RNA-Seq 101 for Biologists

RNA-Seq 101 for Biologists

Interested in transcriptomics / RNA-seq but not sure where to get started? Maybe you're already running RNA-Seq experiments but want to better understand the assay and downstream analysis steps. This post will help biologists and bioinformaticists understand the foundations for designing an RNA-Seq experiment and analyzing your data to maximize novel insight gained.

Background: A work-horse technique

Since the early 2000s, RNA sequencing (RNA-seq) has powered the study of gene expression. RNA-seq provides a comprehensive view of the genome-wide transcriptome, allowing researchers to identify and quantify transcripts (RNA molecules) in a sample at a given moment. This technique surpassed traditional methods like microarrays in sensitivity, range, and the ability to discover novel transcripts.

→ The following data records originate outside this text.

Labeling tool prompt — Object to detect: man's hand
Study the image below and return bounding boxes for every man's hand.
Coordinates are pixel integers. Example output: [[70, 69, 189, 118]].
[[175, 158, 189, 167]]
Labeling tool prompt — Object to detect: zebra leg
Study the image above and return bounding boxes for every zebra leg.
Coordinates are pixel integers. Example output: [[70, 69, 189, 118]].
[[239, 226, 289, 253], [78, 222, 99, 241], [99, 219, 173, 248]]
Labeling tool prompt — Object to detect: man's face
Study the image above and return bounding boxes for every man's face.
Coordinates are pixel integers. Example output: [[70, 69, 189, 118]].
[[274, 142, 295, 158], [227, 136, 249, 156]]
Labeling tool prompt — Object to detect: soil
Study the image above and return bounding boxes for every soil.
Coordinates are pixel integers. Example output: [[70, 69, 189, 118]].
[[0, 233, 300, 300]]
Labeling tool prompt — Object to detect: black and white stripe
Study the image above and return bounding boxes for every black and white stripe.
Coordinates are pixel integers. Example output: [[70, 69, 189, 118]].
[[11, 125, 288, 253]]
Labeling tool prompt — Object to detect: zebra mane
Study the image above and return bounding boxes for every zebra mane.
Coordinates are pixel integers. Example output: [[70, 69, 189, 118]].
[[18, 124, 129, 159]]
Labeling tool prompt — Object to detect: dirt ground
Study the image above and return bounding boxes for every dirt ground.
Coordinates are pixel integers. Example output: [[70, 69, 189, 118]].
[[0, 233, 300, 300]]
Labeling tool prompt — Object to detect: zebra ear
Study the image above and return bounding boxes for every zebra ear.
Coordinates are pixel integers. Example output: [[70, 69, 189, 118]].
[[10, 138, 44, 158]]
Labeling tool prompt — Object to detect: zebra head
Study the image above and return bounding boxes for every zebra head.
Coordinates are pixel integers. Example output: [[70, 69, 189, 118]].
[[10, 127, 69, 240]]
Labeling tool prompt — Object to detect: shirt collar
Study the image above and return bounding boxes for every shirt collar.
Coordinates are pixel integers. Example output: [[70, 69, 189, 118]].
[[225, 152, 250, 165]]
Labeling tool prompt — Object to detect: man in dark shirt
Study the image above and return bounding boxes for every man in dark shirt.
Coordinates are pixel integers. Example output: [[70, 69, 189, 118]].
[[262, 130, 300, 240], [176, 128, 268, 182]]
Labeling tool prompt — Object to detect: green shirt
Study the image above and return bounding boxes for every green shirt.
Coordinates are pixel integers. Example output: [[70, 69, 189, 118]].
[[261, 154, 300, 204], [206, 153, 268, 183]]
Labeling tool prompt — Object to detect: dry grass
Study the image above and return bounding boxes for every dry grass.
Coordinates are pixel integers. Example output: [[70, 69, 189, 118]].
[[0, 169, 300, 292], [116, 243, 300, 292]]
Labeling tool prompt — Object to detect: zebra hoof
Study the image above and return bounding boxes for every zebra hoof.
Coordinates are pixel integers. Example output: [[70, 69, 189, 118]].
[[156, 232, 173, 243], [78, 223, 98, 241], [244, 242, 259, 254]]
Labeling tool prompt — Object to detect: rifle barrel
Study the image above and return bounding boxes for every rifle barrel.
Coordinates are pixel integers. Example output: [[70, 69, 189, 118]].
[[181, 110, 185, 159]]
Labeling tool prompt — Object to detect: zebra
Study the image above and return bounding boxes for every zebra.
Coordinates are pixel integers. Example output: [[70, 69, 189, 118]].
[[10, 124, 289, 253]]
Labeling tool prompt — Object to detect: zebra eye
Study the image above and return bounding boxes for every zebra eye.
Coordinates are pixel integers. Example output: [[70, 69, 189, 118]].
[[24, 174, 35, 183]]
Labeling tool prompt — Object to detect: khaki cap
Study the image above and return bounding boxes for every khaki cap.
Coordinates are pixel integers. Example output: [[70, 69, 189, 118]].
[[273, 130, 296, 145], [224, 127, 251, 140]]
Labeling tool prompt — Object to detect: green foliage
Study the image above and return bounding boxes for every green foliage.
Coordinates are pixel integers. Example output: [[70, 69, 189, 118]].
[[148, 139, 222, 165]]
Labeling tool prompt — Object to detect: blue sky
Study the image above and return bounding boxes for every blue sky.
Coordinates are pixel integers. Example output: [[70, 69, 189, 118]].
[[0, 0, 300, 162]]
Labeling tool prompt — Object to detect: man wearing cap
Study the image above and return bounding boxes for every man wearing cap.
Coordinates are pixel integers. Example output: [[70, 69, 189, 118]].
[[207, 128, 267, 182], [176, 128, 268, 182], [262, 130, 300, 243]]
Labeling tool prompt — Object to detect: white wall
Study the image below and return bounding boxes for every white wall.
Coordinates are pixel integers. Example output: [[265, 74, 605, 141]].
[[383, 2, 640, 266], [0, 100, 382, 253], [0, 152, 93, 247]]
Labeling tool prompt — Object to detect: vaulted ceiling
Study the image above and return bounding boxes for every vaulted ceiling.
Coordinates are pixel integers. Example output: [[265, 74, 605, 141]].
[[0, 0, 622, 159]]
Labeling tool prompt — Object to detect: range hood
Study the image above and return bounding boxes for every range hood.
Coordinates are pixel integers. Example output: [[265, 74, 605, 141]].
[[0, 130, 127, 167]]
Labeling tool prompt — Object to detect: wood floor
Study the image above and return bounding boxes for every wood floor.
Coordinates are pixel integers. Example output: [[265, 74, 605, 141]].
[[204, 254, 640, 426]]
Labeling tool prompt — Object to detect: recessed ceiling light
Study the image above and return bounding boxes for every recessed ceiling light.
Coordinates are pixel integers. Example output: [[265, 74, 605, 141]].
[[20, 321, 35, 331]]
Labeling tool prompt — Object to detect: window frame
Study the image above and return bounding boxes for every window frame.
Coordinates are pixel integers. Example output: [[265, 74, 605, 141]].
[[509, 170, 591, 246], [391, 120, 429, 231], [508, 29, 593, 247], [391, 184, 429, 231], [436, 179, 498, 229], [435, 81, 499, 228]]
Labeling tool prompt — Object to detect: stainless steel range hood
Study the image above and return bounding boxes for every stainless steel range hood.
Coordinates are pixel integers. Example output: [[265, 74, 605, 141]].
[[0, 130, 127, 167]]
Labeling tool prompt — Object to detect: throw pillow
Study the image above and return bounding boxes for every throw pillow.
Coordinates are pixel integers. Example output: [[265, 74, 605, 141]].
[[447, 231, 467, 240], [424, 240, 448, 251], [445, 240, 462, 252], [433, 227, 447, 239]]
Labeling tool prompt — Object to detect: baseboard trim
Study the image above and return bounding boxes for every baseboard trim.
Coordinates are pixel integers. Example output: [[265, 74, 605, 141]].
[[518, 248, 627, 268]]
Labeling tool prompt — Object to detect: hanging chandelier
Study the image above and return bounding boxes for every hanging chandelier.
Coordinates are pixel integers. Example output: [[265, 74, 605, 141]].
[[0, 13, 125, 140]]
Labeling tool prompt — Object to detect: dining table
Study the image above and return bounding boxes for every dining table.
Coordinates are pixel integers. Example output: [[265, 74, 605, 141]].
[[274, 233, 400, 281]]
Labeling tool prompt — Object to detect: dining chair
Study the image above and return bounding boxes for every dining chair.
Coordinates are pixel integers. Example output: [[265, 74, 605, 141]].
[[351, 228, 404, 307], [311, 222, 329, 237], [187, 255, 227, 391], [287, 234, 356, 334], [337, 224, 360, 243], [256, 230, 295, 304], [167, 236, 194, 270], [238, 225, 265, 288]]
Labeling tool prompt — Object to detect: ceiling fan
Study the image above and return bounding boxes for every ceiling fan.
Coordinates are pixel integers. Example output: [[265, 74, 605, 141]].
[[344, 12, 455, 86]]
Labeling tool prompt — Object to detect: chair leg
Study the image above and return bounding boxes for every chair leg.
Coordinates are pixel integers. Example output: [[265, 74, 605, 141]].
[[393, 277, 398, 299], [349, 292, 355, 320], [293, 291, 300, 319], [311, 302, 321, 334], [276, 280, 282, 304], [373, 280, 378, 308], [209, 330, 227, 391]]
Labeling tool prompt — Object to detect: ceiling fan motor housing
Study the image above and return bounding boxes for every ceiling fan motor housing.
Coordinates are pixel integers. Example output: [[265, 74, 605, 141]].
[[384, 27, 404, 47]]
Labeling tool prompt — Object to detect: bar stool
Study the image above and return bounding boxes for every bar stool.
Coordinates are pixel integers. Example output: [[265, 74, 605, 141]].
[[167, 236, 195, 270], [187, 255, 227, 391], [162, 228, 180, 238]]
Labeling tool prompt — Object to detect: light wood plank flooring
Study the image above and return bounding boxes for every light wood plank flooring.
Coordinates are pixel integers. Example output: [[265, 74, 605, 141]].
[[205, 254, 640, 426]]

In a nutshell - RNA-seq Method

Ribonucleic acid sequencing (RNA-Seq)

  • Measures the quantity and sequences of RNA in a biological sample
  • Provides insights into gene expression, splicing, and transcript variants
  • Sequences are used to identify differential expression, novel transcripts, and RNA modifications
  • Enables a deeper understanding of cellular processes and disease mechanisms

Applications of RNA-seq

RNA-Seq is widely used for various applications, including:

  • Differential gene expression analysis: Comparing gene expression levels between different conditions or treatments
  • Transcriptome profiling: Cataloging all the transcripts present in a cell or tissue
  • Alternative splicing analysis: Identifying different splicing events and isoforms
  • Fusion gene detection: Detecting gene fusions, which are common in cancers
  • Single-cell RNA-seq: Profiling gene expression at the single-cell level

Reagents & materials for RNA-seq

  • RNA extraction kit: Reagents and protocol for isolating high-quality RNA from your samples
  • Library preparation kit: Reagents and protocol for converting RNA into a sequencing-compatible library
  • Sequencing platform: The instrument from Illumina, PacBio, Oxford Nanopore, etc for sequencing the libraries
  • Computational resources: You'll need compute resources for data analysis and storage. You can purchase and run these yourself, or use a cloud-based platform like Pluto, which handles all compute and storage so you don't have to.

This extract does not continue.